NULL is what R uses to represent the absence of a value. This is different from a variable that doesn’t exist.

Remember when we learned how to take decisions using Booleans?

We can now create a function that simply encapsulates our work with ifelse:

verdict <- function(grade) ifelse(grade >= 10, "passed", "failed")

When we want to give a verdict, we just have to call our verdict function:

verdict(4)

[1] "failed"

verdict(17)

[1] "passed"

verdict(c(6, 18, 14))

[1] "failed" "passed" "passed"

17.2.5 Variable scope

Variables can be defined or modified inside the function body without affecting variables already existing outside: Variables have different scopes.

To study what is happening with variables inside and outside of a function, we will create one that prints its internal variables.

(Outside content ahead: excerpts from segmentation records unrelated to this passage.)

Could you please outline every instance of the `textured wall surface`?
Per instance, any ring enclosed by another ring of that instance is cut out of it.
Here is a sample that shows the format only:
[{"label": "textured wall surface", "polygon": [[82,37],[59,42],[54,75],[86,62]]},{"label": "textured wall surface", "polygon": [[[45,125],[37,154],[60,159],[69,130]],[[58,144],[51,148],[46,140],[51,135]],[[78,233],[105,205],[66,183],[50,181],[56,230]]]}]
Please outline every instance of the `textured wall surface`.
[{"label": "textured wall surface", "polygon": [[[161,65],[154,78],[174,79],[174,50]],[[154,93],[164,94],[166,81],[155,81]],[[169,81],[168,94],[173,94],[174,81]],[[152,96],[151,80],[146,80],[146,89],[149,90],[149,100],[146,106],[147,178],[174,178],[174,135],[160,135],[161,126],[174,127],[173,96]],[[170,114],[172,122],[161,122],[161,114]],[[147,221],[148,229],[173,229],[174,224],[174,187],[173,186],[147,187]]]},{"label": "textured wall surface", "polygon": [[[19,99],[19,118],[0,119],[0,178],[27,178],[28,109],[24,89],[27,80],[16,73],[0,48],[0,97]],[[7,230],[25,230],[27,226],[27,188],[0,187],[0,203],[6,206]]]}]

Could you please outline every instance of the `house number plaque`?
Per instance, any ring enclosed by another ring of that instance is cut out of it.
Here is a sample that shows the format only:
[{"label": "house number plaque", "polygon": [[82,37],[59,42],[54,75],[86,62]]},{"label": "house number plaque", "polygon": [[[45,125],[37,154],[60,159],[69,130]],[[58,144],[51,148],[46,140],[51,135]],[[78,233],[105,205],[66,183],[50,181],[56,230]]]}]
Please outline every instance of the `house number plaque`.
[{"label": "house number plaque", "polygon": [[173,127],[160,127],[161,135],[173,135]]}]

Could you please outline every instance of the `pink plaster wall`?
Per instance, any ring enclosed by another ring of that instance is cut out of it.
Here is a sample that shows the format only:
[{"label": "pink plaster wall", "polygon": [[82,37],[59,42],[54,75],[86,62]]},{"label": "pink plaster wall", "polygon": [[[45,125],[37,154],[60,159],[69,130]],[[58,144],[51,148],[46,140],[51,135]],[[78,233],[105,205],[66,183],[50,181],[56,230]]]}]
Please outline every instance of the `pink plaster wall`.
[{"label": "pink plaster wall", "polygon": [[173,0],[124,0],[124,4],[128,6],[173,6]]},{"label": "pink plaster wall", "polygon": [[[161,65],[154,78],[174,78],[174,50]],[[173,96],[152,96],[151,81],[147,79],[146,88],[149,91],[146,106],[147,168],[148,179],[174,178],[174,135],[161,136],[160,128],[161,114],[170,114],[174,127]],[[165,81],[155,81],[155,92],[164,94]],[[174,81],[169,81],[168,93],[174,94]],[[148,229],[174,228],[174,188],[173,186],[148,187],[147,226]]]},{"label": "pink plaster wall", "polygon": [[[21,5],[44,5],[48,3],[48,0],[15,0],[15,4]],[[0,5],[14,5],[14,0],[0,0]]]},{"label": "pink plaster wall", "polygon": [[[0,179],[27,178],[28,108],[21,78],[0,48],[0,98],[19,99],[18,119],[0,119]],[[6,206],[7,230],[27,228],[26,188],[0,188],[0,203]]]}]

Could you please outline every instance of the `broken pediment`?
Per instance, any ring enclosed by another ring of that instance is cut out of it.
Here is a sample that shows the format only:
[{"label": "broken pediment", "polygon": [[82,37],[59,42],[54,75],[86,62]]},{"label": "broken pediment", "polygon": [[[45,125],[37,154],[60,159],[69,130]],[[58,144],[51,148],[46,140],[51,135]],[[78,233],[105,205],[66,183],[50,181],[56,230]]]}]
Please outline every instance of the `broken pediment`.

Here we will use the print function, because it is more convenient than cat for this type of experiments. It doesn’t display special characters such as \n or \t nicely, but as they appear in the console, returning to a new line afterwards.

x <- 1
variablePrinter <- function(v) {
  print("argument v:")
  print(v)
  v <- v * 3
  print("modified v:")
  print(v)
  x <- v - 1
}
y <- variablePrinter(x)

[1] "argument v:"
[1] 1
[1] "modified v:"
[1] 3

Inside the function, v took the value that we gave as argument, that is, the value of x (1). Still inside the function, we modify v, tripling its value to 3

compass icon Adding print instructions in the code to obtain informations about your variables is a common “quick-and-dirty”" technique to debug programs.

question icon What is the value of y?

[1] 2

The value of x inside the function was used as a result (last expression), and this result was associated to the variable name y in the “global” scope. The value of x in the function scope was 2. Consequently, y also has this value.

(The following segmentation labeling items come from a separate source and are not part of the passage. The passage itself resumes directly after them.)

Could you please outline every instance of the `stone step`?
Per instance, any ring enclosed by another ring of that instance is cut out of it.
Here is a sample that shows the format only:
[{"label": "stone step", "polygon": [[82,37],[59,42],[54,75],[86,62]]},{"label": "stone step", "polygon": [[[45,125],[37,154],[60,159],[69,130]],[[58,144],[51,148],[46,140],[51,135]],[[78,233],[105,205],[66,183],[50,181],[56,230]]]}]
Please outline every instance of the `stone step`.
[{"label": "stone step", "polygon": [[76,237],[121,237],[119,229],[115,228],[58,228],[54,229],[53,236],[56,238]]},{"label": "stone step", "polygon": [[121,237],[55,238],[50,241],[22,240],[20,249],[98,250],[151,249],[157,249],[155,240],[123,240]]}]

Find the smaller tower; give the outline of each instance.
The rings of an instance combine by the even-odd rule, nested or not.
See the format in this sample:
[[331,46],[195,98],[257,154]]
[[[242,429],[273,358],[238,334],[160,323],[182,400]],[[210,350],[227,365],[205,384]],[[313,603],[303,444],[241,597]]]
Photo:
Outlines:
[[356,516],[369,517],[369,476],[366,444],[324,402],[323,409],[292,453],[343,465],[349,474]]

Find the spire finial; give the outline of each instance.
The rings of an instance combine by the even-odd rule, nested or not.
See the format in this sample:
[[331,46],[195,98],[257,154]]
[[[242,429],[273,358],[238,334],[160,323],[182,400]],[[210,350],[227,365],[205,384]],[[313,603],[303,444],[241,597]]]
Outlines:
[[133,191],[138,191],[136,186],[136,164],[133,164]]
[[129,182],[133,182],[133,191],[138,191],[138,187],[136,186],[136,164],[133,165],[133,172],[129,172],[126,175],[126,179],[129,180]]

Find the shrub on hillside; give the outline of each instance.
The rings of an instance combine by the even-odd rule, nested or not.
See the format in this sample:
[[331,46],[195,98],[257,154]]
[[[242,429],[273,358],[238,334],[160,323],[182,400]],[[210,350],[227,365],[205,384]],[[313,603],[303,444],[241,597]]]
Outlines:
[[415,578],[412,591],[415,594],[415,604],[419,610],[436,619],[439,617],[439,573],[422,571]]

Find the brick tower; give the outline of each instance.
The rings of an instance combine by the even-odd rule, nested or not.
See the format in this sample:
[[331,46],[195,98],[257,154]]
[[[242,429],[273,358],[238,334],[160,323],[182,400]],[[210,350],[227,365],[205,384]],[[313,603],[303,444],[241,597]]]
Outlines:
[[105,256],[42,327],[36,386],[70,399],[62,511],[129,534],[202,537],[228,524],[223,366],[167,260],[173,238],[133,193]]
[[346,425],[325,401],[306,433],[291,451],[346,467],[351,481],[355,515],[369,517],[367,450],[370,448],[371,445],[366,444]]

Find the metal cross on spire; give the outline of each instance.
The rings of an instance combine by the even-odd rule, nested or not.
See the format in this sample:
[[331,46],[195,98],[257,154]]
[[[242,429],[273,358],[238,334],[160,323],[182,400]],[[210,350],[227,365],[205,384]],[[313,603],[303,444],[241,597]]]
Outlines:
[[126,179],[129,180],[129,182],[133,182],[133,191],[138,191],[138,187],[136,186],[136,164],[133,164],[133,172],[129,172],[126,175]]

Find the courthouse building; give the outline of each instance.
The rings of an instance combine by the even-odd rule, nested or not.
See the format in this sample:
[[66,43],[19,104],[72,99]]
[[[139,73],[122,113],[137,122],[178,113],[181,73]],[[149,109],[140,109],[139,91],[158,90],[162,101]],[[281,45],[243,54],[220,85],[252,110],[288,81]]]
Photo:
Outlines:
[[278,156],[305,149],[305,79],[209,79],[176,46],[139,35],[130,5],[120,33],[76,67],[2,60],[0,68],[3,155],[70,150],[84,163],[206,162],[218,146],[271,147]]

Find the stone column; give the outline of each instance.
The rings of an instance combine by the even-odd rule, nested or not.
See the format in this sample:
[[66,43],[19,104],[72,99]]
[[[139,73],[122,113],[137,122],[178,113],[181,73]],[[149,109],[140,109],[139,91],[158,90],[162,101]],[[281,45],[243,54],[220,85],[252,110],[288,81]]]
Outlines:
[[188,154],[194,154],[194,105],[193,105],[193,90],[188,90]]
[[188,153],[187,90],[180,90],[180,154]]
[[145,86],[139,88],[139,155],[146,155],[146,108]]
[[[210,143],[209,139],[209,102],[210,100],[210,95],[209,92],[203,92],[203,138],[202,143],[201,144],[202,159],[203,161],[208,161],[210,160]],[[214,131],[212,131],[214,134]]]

question icon What is the value of x in the global scope?

[1] 1

The x in the function scope is not the same as the one in the global scope. It’s value hasn’t changed.

question icon And what about v?

      [,1]  [,2]
[1,] FALSE FALSE
[2,] FALSE  TRUE

17.2.6 Applying functions on multiple values

Some functions having one argument can be applied to vectors with multiple elements.

square <- function(number) number * number
square(1:10)

 [1]   1   4   9  16  25  36  49  64  81 100

This results in a vector where each value of the original one has been used to produce a new value.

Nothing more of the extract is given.